Gli obbiettivi delle missioni essenzialmente variano dalla cattura e dalla difesa di determinate posizioni all’eliminazione di leader nemici, al salvataggio di alleati o alla loro scorta, e così via. Niente di nuovo sotto il sole, ciononostante l’esperienza è sufficientemente gradevole e varia, e soprattutto accessibile anche a chi si avvicina per la prima volta a questo tipo di giochi; la longevità della campagna e la difficoltà crescente delle missioni basta a tenere impegnati per un bel po’.
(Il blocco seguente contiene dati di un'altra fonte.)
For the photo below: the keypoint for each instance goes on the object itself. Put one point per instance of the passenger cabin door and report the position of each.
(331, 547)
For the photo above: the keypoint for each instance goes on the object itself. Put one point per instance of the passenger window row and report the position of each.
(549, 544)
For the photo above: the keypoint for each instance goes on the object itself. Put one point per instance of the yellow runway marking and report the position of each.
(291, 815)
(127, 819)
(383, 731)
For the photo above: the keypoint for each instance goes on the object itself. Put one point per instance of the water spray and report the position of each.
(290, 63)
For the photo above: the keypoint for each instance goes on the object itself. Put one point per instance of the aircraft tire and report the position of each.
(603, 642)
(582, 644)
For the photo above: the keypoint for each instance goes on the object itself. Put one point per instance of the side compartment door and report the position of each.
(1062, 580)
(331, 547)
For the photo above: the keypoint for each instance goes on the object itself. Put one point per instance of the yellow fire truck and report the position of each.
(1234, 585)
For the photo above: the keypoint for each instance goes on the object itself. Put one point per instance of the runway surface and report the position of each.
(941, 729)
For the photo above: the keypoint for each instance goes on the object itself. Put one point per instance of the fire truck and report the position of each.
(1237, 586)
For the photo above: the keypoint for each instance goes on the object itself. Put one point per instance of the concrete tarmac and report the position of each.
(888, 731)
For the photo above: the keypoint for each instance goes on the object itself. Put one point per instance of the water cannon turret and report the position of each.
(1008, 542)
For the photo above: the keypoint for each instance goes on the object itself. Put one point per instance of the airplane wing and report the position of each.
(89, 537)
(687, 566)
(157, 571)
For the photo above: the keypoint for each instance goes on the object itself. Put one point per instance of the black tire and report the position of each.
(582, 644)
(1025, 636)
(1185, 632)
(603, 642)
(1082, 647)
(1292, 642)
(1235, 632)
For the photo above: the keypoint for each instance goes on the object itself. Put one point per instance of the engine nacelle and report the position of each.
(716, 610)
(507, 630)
Turchi e crociati che se le danno di santa ragione


Panorami medio-orientali

Passiamo all’aspetto tecnico di Le Crociate. In generale, la grafica risulta gradevole e sebbene un pò retrograda rimane comunque ben oltre il limite dell’accettabile, ma non è esente da difetti di varia natura. Noterete presto come ogni unità è identica all’altra, così da dare l’impressione di comandare battaglioni di cloni, inoltre sono carenti di animazioni e capita fin troppo spesso di osservare unità che si scontrano stando ferme le une di fronte le altre. Ciò che però storge il naso è il peso eccessivo del motore grafico, che spesso risulta rallentato anche sui sistemi più odierni in maniera assolutamente ingiustificata. Ad ogni modo, si tratta di un sistema estremamente scalabile e personalizzabile, adatto a coloro che non sopportano un framerate altalenante.
Per quanto riguarda l’audio: l’atmosfera da guerra medioevale in Terra Santa è efficaciemente trasmessa, ma lascia a desiderare la quantità di brani presenti nella colonna sonora e di effetti, soprattutto per quanto riguarda le unità, che paiono colte da un mutismo collettivo.


Truppe in formazione

Fine dei giochi

In sostanza, Le Crociate si rivela un titolo che si lascia giocare, accessibile e al contempo sufficientemente impegnativo da non risultare banale. Si sarebbe però potuto osare di più e sfruttare ulteriormente le analogie con la saga Total War, che rimane preferibile per gli amanti del genere. Non un gioco che rimarrà nella storia dunque, ma un discreto passatempo e una possibilità di ampliare i propri orizzonti per coloro che non si sono mai avvicinati a questo filone di strategici.